The poll was released after Sanders spent the weekend campaigning in Texas. Thousands of people attended his rallies in El Paso, San Antonio, Houston and Austin, according to CBS News campaign reporter Adam Brewster, where Sanders repeatedly assured his supporters that he would be victorious in Texas' Super Tuesday primary. "On television they say you know Texas is a conservative state, it's a red state. I don't believe it for a minute," Sanders said in Houston on Sunday. "If our people stand together, come out to vote, we're going to win here in Texas."
During his Houston rally, Sanders celebrated his win in Nevada and cited recent polling, including from CBS News, that shows him leading Mr. Trump nationally and in some battleground states. He also took aim at Bloomberg, saying that people are "tired of billionaires buying elections." He added, "Now, Michael Bloomberg, like anyone else in America has the right to run for president, but he does not have the right to buy the presidency."

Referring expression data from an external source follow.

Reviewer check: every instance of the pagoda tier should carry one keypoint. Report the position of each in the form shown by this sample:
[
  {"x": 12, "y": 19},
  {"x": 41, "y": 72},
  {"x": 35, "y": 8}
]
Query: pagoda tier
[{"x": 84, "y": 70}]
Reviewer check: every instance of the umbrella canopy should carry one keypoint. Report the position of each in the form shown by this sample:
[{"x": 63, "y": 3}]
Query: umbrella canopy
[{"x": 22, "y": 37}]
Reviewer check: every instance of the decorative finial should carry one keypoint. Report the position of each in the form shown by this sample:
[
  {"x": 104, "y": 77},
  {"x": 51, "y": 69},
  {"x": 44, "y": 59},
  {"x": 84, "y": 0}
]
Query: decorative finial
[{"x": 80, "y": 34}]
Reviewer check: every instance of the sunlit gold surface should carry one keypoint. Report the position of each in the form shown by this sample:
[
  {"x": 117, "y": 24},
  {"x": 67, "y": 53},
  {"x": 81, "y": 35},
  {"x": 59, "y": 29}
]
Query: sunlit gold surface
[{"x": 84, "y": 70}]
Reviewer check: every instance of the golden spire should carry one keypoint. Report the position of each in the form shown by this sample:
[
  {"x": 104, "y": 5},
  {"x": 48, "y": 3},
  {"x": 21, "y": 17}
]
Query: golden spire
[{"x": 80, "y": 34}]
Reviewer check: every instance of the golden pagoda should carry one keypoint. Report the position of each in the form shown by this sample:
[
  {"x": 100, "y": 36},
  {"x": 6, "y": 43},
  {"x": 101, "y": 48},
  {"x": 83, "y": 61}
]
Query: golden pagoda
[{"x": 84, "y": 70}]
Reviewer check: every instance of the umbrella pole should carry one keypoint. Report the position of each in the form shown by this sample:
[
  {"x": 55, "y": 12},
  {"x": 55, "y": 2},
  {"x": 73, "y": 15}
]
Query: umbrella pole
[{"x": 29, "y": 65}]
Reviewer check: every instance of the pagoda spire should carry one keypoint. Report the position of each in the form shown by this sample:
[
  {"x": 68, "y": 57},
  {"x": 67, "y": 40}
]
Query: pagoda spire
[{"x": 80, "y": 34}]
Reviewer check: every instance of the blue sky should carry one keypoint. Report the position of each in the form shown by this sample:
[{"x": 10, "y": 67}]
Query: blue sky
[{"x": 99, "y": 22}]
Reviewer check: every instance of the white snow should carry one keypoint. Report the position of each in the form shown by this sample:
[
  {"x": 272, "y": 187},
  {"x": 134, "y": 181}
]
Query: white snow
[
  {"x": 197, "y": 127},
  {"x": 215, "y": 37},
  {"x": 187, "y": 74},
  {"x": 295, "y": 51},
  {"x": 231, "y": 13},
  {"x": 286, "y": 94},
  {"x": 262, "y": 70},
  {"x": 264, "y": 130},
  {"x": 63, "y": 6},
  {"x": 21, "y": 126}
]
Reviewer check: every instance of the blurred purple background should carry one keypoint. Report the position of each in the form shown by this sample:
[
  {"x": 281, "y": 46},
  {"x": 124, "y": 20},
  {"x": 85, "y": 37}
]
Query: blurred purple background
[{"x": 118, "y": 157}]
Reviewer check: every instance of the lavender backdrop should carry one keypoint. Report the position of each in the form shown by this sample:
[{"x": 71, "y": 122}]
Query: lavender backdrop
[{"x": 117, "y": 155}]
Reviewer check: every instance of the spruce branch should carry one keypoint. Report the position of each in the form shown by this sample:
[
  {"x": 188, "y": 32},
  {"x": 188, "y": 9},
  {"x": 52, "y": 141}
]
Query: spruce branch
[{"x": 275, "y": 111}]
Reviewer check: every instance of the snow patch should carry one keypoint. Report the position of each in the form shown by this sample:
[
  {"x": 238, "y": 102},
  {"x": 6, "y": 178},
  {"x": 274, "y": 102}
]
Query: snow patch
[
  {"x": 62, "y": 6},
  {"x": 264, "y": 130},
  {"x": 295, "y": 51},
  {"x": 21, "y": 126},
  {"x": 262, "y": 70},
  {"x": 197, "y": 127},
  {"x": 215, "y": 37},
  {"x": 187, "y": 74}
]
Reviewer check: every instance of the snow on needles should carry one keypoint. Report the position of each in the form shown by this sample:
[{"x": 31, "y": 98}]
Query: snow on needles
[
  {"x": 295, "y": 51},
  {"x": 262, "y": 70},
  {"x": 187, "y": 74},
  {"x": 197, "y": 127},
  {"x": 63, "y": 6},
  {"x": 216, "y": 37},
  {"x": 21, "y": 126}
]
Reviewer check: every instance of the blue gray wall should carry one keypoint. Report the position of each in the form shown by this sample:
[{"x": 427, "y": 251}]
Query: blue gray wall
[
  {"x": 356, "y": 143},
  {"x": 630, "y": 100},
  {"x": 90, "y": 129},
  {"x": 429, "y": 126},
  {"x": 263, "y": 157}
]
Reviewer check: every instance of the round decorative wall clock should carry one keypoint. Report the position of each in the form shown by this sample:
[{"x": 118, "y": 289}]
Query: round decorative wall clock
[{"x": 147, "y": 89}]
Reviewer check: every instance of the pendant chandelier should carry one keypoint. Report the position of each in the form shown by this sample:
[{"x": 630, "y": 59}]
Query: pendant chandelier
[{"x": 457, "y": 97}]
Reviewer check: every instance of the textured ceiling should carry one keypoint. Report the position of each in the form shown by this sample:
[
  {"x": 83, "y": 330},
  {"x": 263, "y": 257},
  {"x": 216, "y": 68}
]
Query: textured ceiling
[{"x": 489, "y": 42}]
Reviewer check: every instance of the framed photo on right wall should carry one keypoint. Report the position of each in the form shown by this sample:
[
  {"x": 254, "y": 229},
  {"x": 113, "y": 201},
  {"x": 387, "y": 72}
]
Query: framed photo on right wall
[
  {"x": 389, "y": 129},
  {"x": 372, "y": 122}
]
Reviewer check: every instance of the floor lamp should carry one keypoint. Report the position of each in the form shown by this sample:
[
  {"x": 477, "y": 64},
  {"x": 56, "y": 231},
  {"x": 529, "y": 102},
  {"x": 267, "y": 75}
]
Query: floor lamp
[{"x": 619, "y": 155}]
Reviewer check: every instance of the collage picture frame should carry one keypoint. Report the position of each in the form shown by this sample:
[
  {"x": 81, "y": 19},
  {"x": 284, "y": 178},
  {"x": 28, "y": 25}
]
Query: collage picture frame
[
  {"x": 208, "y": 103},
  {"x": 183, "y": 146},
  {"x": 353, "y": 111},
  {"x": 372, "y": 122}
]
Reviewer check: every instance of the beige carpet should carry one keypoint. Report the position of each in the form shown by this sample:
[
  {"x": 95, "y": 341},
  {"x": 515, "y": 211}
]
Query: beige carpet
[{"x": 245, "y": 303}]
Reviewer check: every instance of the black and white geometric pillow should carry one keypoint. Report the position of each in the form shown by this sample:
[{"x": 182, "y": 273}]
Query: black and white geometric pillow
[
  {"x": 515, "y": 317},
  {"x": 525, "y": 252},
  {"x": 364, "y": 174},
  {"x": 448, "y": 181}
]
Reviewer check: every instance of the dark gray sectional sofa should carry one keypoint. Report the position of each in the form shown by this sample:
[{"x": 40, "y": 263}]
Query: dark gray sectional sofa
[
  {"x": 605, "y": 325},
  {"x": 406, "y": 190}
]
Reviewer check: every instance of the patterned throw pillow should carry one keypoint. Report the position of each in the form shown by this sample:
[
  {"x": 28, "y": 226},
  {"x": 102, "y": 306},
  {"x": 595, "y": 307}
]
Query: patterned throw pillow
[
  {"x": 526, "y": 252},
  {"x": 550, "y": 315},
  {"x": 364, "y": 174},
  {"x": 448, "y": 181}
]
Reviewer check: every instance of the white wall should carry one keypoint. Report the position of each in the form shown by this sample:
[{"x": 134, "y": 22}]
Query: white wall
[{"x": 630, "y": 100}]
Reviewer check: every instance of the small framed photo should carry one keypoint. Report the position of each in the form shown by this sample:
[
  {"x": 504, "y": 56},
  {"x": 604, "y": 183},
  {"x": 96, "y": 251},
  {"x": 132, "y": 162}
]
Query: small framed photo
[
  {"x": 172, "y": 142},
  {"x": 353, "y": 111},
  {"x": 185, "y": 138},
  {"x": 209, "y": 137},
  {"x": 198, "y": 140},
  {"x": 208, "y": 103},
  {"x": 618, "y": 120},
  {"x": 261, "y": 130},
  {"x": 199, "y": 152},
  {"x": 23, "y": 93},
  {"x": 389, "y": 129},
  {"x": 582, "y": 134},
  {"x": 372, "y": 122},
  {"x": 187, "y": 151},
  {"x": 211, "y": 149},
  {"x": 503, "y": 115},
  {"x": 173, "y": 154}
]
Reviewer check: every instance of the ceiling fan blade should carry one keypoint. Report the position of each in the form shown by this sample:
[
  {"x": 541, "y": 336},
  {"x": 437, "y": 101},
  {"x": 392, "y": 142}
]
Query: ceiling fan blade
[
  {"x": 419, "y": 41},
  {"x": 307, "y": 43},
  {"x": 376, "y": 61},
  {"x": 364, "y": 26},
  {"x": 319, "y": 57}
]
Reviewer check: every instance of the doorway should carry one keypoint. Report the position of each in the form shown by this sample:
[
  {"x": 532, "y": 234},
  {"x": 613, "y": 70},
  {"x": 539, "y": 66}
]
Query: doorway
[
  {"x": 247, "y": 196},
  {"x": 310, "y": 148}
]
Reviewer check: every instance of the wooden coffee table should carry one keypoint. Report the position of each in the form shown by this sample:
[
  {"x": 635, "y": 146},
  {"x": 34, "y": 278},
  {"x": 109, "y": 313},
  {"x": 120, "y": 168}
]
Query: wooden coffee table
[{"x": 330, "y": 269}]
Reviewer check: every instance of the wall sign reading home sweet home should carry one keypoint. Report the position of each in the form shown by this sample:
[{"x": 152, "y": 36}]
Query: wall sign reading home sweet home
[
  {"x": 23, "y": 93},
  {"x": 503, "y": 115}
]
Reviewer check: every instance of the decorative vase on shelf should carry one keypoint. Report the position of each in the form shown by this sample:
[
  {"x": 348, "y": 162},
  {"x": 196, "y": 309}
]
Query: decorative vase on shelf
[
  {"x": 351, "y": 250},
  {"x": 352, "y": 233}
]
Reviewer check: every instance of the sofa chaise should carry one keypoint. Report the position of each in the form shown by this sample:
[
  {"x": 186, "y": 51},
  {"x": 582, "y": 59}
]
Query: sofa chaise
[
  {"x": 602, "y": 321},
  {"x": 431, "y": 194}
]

In Austin on Sunday evening, the final stop on his swing, a fired up Sanders declared that the "the establishment is getting a little bit nervous about our campaign." But throughout the weekend, Sanders assured supporters that the message of "we're in it together" is a central theme of his campaign. "We must create a government and a nation in which we understand that the problems of your family are my family's problems," Sanders said in Austin. "And my family's problems are your family's problems."